Yahoo Search Seeking Exit from Microsoft

Yahoo search
(Photo credit: Wikipedia)

Sunnyvale, CaliforniaYahoo search is in a 10 year agreement with Microsoft to power its user query returns but now, the tech company wants out of the deal, according to several news reports. The insight into the desired switch comes as the internet property makes big changes, including its new Stream Ads and its $30 million purchase of the Summly app.

Other changes are on the horizon outside the Yahoo search engine, which together with Bing, has been able to surpass Google in five key search areas. The company apparently feels as though it can greatly improve its revenues by making the competition a partner.

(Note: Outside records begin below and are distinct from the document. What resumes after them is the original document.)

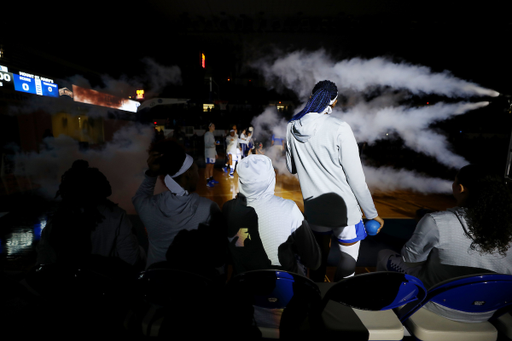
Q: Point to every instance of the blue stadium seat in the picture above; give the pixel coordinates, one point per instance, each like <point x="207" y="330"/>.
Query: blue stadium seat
<point x="280" y="302"/>
<point x="475" y="297"/>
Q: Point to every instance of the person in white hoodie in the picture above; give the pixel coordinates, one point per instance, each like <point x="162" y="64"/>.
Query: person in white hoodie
<point x="472" y="238"/>
<point x="179" y="208"/>
<point x="266" y="231"/>
<point x="321" y="149"/>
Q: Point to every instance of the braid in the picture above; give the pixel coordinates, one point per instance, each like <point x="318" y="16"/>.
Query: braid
<point x="323" y="93"/>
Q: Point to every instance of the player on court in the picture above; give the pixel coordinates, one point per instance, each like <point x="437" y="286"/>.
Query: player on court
<point x="321" y="149"/>
<point x="232" y="151"/>
<point x="210" y="154"/>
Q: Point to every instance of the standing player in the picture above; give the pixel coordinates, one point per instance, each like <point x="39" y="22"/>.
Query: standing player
<point x="210" y="154"/>
<point x="232" y="151"/>
<point x="322" y="151"/>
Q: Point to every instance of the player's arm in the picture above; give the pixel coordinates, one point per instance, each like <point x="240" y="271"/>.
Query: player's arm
<point x="422" y="241"/>
<point x="290" y="163"/>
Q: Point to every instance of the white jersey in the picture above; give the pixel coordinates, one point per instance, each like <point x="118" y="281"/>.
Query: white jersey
<point x="232" y="144"/>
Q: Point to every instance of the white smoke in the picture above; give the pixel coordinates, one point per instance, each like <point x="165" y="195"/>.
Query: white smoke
<point x="373" y="120"/>
<point x="301" y="70"/>
<point x="123" y="161"/>
<point x="153" y="80"/>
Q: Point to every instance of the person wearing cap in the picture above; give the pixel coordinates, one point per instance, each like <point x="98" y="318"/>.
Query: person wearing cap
<point x="87" y="223"/>
<point x="264" y="230"/>
<point x="322" y="150"/>
<point x="210" y="154"/>
<point x="179" y="208"/>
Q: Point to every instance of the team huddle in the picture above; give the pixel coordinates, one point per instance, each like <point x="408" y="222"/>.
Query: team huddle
<point x="260" y="230"/>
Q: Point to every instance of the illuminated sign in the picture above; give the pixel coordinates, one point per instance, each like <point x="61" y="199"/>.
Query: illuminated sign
<point x="6" y="80"/>
<point x="29" y="83"/>
<point x="94" y="97"/>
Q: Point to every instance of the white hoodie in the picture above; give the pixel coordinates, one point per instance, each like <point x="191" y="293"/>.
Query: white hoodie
<point x="322" y="151"/>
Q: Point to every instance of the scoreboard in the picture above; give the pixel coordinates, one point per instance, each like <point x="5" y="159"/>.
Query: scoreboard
<point x="42" y="86"/>
<point x="26" y="82"/>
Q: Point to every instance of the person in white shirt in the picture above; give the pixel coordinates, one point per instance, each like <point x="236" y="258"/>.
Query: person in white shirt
<point x="232" y="151"/>
<point x="473" y="238"/>
<point x="321" y="149"/>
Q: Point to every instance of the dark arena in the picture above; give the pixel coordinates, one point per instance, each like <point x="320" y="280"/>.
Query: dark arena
<point x="256" y="170"/>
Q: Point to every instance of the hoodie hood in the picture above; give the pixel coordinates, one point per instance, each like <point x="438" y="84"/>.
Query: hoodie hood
<point x="256" y="177"/>
<point x="302" y="130"/>
<point x="178" y="208"/>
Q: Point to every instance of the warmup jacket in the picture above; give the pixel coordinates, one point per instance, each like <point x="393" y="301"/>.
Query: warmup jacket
<point x="322" y="151"/>
<point x="165" y="214"/>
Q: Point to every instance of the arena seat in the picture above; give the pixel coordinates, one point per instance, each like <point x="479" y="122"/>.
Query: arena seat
<point x="361" y="307"/>
<point x="280" y="302"/>
<point x="489" y="294"/>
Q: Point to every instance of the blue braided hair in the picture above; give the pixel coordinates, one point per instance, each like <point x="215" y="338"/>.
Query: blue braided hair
<point x="322" y="95"/>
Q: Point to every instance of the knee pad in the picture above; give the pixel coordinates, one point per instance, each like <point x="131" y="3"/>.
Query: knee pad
<point x="348" y="260"/>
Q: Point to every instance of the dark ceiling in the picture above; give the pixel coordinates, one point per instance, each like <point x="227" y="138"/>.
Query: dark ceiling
<point x="471" y="41"/>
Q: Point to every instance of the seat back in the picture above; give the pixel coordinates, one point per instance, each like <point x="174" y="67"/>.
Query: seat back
<point x="377" y="291"/>
<point x="266" y="290"/>
<point x="473" y="294"/>
<point x="166" y="287"/>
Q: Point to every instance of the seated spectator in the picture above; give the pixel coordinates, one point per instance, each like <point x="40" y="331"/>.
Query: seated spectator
<point x="266" y="231"/>
<point x="87" y="223"/>
<point x="472" y="238"/>
<point x="179" y="208"/>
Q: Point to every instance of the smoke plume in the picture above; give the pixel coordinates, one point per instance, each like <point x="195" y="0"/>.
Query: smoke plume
<point x="383" y="115"/>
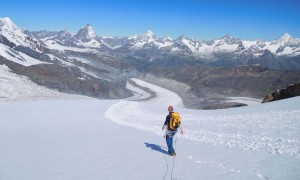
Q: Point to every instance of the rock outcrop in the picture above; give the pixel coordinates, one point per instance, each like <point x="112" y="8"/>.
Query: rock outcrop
<point x="288" y="92"/>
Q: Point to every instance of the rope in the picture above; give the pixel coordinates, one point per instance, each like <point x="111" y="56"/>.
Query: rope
<point x="167" y="167"/>
<point x="173" y="160"/>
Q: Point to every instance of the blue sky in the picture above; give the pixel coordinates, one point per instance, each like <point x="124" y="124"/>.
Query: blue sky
<point x="201" y="19"/>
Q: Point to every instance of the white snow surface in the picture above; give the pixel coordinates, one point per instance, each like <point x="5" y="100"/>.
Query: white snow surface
<point x="18" y="57"/>
<point x="122" y="139"/>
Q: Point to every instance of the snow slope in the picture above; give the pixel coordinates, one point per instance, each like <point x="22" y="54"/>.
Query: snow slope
<point x="15" y="87"/>
<point x="122" y="139"/>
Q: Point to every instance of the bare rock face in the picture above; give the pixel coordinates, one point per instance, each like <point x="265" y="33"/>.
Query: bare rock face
<point x="288" y="92"/>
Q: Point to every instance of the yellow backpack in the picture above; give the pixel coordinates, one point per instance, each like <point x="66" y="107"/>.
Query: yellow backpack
<point x="174" y="121"/>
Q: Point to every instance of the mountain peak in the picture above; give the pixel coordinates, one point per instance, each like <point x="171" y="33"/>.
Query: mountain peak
<point x="147" y="36"/>
<point x="285" y="37"/>
<point x="6" y="23"/>
<point x="86" y="32"/>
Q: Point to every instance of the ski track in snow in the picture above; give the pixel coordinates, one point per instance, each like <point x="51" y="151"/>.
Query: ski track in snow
<point x="272" y="131"/>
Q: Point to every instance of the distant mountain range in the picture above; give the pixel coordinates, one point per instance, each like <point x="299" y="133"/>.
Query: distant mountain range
<point x="98" y="66"/>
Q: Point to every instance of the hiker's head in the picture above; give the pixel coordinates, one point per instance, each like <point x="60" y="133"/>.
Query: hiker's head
<point x="170" y="108"/>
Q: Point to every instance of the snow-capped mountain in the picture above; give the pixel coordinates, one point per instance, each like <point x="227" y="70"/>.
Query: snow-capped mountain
<point x="86" y="33"/>
<point x="225" y="51"/>
<point x="99" y="66"/>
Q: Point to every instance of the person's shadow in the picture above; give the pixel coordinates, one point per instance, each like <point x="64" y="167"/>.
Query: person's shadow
<point x="156" y="148"/>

Yahoo Search Engine’s Bing Deal

In 2009, the company struck a deal with Microsoft to power the Yahoo search API, or automatic programming interface as at the time, it was losing traffic to the other search portals. With the assistance of Microsoft, the company sought to improve the Yahoo user search experience and that has materialized, at least to a degree.

News reports by Bloomberg and the Wall Street Journal shed light on why the company wants to turn the Yahoo search bar over to Google, “Microsoft gets 12% of the revenue Yahoo generates from search ads that appear next to search results on its websites. Because the combined search-ad system was expected to face challenges initially, Microsoft guaranteed a certain level of revenue for every search query done on Yahoo’s sites. The regulatory filing says the revenue guarantee expired on March 31, but Microsoft on April 30 agreed to extend it for an additional 12 months.”

The Yahoo Search Engine Trap

According to the structure of the deal, the first chance Microsoft will get to exit the agreement isn’t until February 23, 2015, a halfway point in the contract. But at that time, Microsoft could opt to allow the current deal to go forward, which would increase its revenue share from 12 percent to 17 percent.

Under the terms of the agreement, Yahoo search will continue to be run through Bing, unless its market share falls 40 percent that of Google’s revenue per search, Microsoft sells off Bing, or the world’s largest software company closes its doors–none of which are likely to occur.

Yahoo search revenue increased on its year-over-year performance, coming in at $409 million, up 6 percent in Q1 of this year.